Includes works by Eugene von Guérard, Louis Buvelot, Arthur Streeton, Walter Withers, Ivan Durrant, Mandy Martin, Adam Pyett, and Marlene Gilson, among others.
Arthur Streeton, Ocean blue, Lorne, 1921, oil on canvas, 64 x 76.6cm (25.19” x 30.15”)
This commanding painting stands out for all the right reasons!
Ocean blue, Lorne was included in [Streeton’s] 1938 solo exhibition, at which time it was singled out as ‘a masterpiece in colour and tone.’ —The Argus, 2 August 1938
“If his writing was that lyrical, his paintings were even more so, and Edwards [Geoffrey Edwards Geelong Gallery] says much of the beauty we perceive, especially in Ocean blue, Lorne, is a result of Streeton having just returned to Australia in 1920, after his tour as an official war artist.
In the Sydney Morning Herald: Streeton’s coastal subjects presented him with an opportunity to record “the power, force and beauty of the natural world”,combining a plein-airist technique with deeply felt emotional responses to the environment. “He recorded what he saw with a mixture of accuracy and imagination and further extended his visual vocabulary of the Australian landscape.”
Gazing at this exquisite work, a sense of contemplative awakening emerges.

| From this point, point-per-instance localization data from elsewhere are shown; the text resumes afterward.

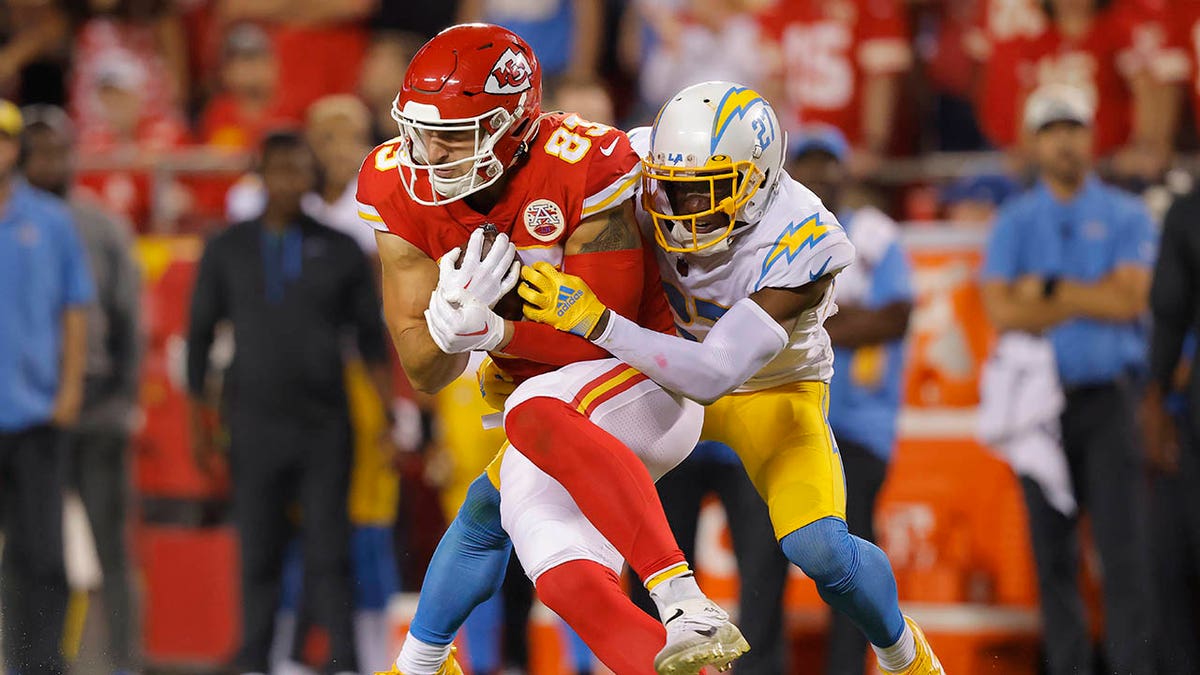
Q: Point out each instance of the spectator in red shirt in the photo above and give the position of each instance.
(127, 133)
(383, 69)
(147, 31)
(249, 103)
(318, 42)
(1176, 64)
(839, 64)
(1097, 52)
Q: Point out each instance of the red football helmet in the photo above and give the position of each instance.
(478, 78)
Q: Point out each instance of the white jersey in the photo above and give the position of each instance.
(796, 242)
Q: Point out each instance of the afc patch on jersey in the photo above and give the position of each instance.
(510, 75)
(544, 220)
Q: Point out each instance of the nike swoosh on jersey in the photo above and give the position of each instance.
(820, 273)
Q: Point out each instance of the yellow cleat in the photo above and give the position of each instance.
(927, 662)
(450, 667)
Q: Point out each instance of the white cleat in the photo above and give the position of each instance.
(699, 634)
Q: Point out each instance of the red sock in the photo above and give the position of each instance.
(587, 595)
(605, 478)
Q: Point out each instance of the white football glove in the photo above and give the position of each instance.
(487, 279)
(462, 323)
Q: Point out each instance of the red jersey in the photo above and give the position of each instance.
(828, 47)
(1090, 61)
(575, 169)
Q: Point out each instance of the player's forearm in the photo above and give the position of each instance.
(426, 365)
(742, 341)
(544, 344)
(857, 327)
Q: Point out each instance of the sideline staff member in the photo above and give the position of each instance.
(292, 288)
(45, 288)
(1071, 258)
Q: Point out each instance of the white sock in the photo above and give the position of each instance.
(900, 655)
(419, 658)
(677, 589)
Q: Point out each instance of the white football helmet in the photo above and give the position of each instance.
(717, 153)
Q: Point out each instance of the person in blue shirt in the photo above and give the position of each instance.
(45, 292)
(874, 304)
(1071, 260)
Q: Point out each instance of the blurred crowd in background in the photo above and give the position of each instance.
(167, 97)
(150, 118)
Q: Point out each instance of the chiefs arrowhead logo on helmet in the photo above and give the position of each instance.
(510, 75)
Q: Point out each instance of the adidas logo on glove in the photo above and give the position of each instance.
(567, 298)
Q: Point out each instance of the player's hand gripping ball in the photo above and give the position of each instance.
(487, 269)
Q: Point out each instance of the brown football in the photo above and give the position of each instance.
(511, 304)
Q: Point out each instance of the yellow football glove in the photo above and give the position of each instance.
(558, 299)
(495, 384)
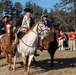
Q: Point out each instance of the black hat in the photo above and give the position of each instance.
(28, 10)
(5, 16)
(44, 15)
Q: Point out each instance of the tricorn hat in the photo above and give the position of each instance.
(44, 15)
(28, 10)
(5, 16)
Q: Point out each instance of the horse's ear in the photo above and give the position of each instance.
(37, 20)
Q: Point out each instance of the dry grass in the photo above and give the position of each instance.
(65, 64)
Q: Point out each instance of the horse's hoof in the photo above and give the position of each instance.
(28, 72)
(10, 68)
(25, 73)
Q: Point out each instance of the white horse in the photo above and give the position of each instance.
(28, 44)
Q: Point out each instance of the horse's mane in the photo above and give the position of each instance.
(32, 27)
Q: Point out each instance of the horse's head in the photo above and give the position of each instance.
(8, 28)
(42, 29)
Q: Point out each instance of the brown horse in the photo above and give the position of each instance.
(51, 44)
(6, 45)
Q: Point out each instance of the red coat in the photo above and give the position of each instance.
(75, 35)
(62, 36)
(71, 36)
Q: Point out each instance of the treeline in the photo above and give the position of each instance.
(63, 13)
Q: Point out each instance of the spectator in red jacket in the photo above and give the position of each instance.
(71, 37)
(61, 39)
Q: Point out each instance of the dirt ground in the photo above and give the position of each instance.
(65, 64)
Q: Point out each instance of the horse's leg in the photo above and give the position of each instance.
(7, 57)
(15, 58)
(10, 61)
(25, 68)
(52, 58)
(34, 60)
(29, 63)
(24, 62)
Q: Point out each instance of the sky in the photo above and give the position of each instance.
(45, 4)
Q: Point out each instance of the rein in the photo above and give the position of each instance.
(27, 44)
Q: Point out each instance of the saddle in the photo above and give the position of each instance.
(20, 34)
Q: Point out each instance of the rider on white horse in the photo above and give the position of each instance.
(25, 22)
(2, 26)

It is as if Streeton is lost in thought (perhaps pondering the contrasts between what he sees and what he has lately experienced in the war – a subject spoken of at length in the media), while painting en plein air in this ideal location: doing his thing intuitively – not over-thinking his technique.
Assuredly because “…of his experiences in the war, this and other paintings he did in the district from 1920-1932 encapsulate “his exuberant response to the sun-blessed and peaceful countryside of his homeland” and specifically to the fertile and prosperous west.

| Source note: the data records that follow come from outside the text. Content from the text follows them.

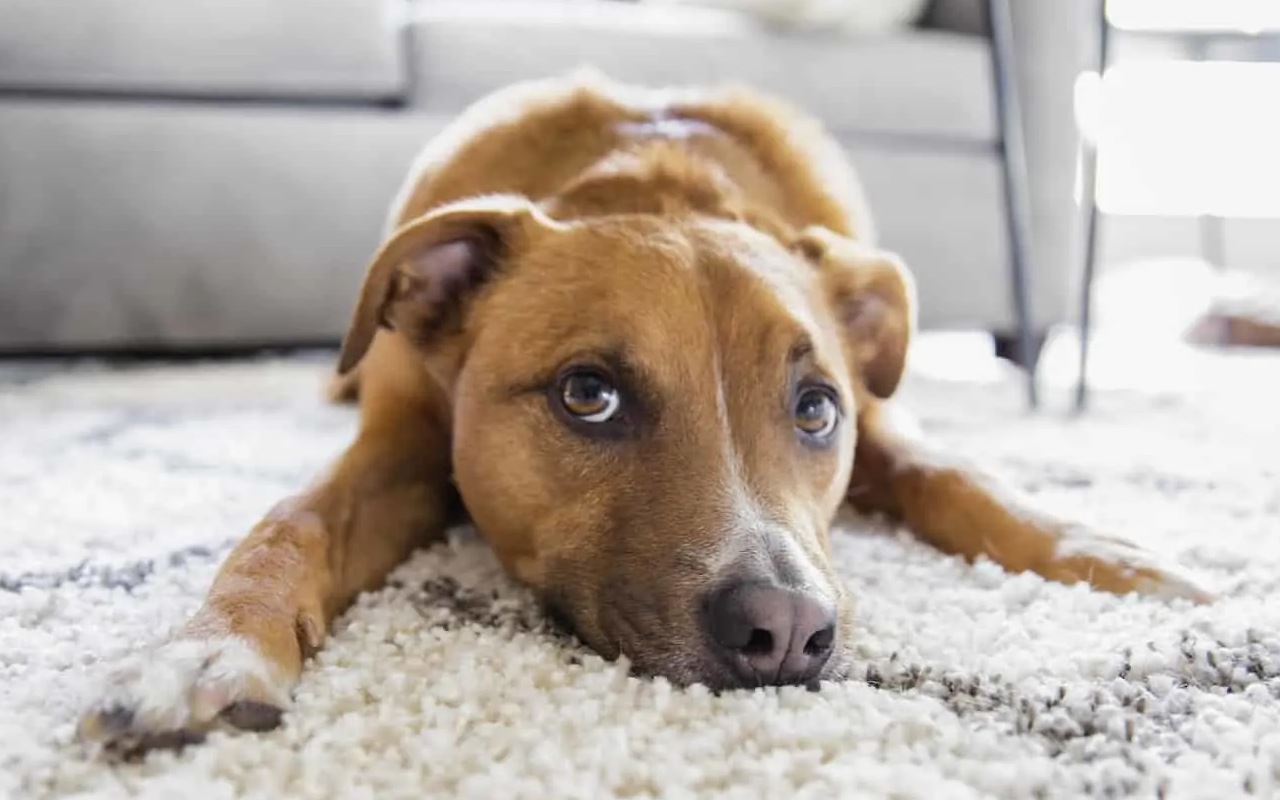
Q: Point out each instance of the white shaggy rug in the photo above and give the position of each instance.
(122, 488)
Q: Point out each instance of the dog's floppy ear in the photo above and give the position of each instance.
(873, 296)
(419, 278)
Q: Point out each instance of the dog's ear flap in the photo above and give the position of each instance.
(873, 297)
(421, 275)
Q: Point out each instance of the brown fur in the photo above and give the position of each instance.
(709, 248)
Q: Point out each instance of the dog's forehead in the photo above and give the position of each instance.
(680, 298)
(649, 272)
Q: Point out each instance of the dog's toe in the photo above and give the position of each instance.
(174, 695)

Ocean blue, Lorne is bright, with a slight blueish atmospheric haze.
This may be due to the particular light and the presence of blue wavelengths. (blue represent the shortest wave lengths and are thus more prolifically spattered within the atmosphere), or it may be a purely imaginative gesture in keeping with Streeton’s love of and exuberance for the natural world, gazing at an undoubtedly spectacular scene.

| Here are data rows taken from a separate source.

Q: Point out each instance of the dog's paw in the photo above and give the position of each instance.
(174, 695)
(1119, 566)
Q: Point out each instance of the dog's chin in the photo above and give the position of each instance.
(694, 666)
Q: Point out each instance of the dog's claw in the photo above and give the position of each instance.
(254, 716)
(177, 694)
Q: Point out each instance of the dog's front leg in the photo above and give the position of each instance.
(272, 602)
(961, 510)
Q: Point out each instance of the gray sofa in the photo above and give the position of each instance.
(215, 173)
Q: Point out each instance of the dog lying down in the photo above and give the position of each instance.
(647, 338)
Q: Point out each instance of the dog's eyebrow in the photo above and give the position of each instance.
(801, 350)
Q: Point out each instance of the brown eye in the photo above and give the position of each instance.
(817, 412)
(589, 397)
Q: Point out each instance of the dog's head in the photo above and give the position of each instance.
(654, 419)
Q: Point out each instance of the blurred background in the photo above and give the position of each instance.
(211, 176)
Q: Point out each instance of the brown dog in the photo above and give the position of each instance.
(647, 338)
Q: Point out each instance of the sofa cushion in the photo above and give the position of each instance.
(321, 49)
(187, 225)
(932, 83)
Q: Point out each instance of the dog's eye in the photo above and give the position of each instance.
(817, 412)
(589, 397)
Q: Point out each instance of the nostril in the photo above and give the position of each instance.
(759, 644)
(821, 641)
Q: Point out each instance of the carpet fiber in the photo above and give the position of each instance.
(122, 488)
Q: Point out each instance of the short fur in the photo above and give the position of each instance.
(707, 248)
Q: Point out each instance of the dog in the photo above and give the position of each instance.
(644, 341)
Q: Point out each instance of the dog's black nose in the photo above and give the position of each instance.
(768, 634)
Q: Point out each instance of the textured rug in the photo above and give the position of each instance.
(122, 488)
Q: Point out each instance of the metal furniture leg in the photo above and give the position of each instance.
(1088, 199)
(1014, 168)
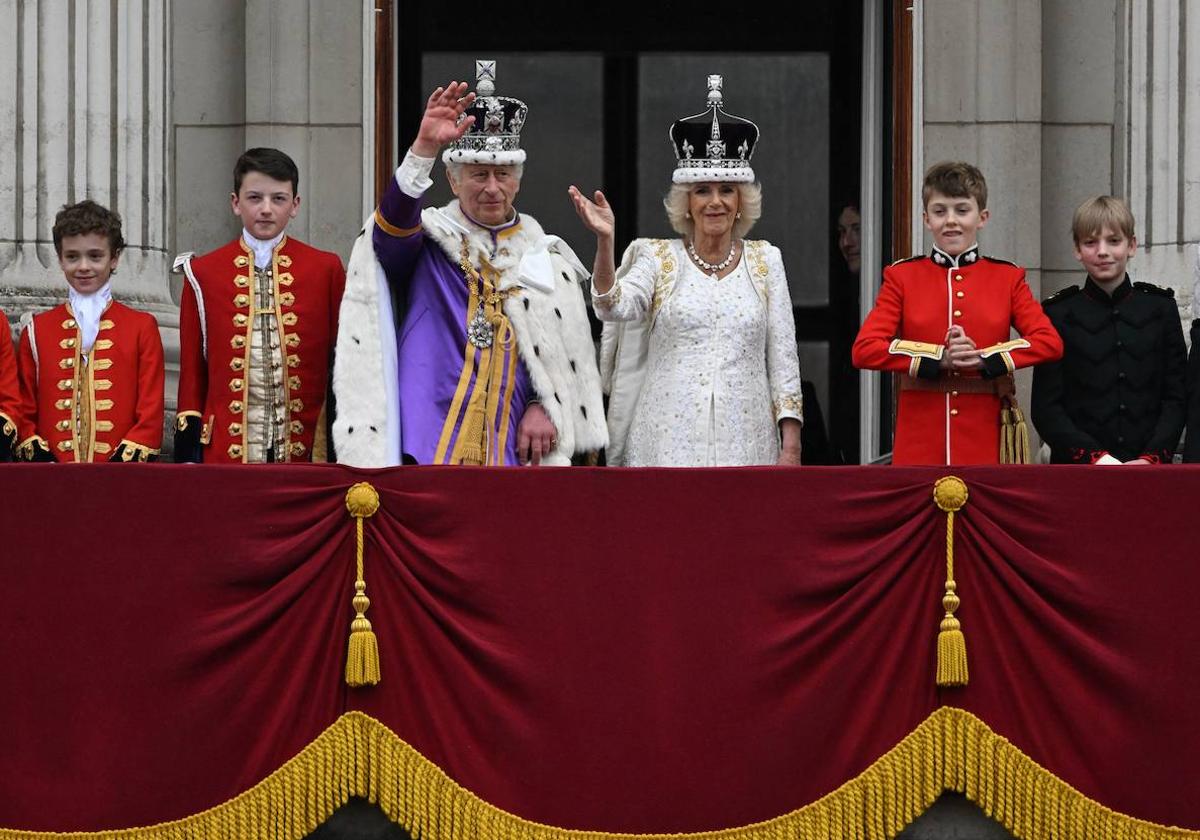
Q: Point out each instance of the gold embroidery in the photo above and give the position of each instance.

Influenced by the Impressionists Streeton has reduced the amount of natural phenomena to focus intensity of colour, an impression of the water (and waves), the haze perhaps a fleeting impression and adding to what is doubtless a romantic view of Lorne given his recent circumstances. In company with this is a patchwork of hues to articulate the subject: depth, form and composition are arrived at instinctively in paint. Noticeable because there are no strong lines.
This would be in keeping with painting outdoors and getting it largely finalised before leaving. It may be late afternoon as there appears to be a faint moon within a generalised or overcast sky. The bright cobalt patches attaching to the trees are elusive; yet they stand out, adding to a certain spontaneity associated both with rambling verdant nature and the time of day. They may represent a climbing creeper like Lilac vine (Happy wanderer).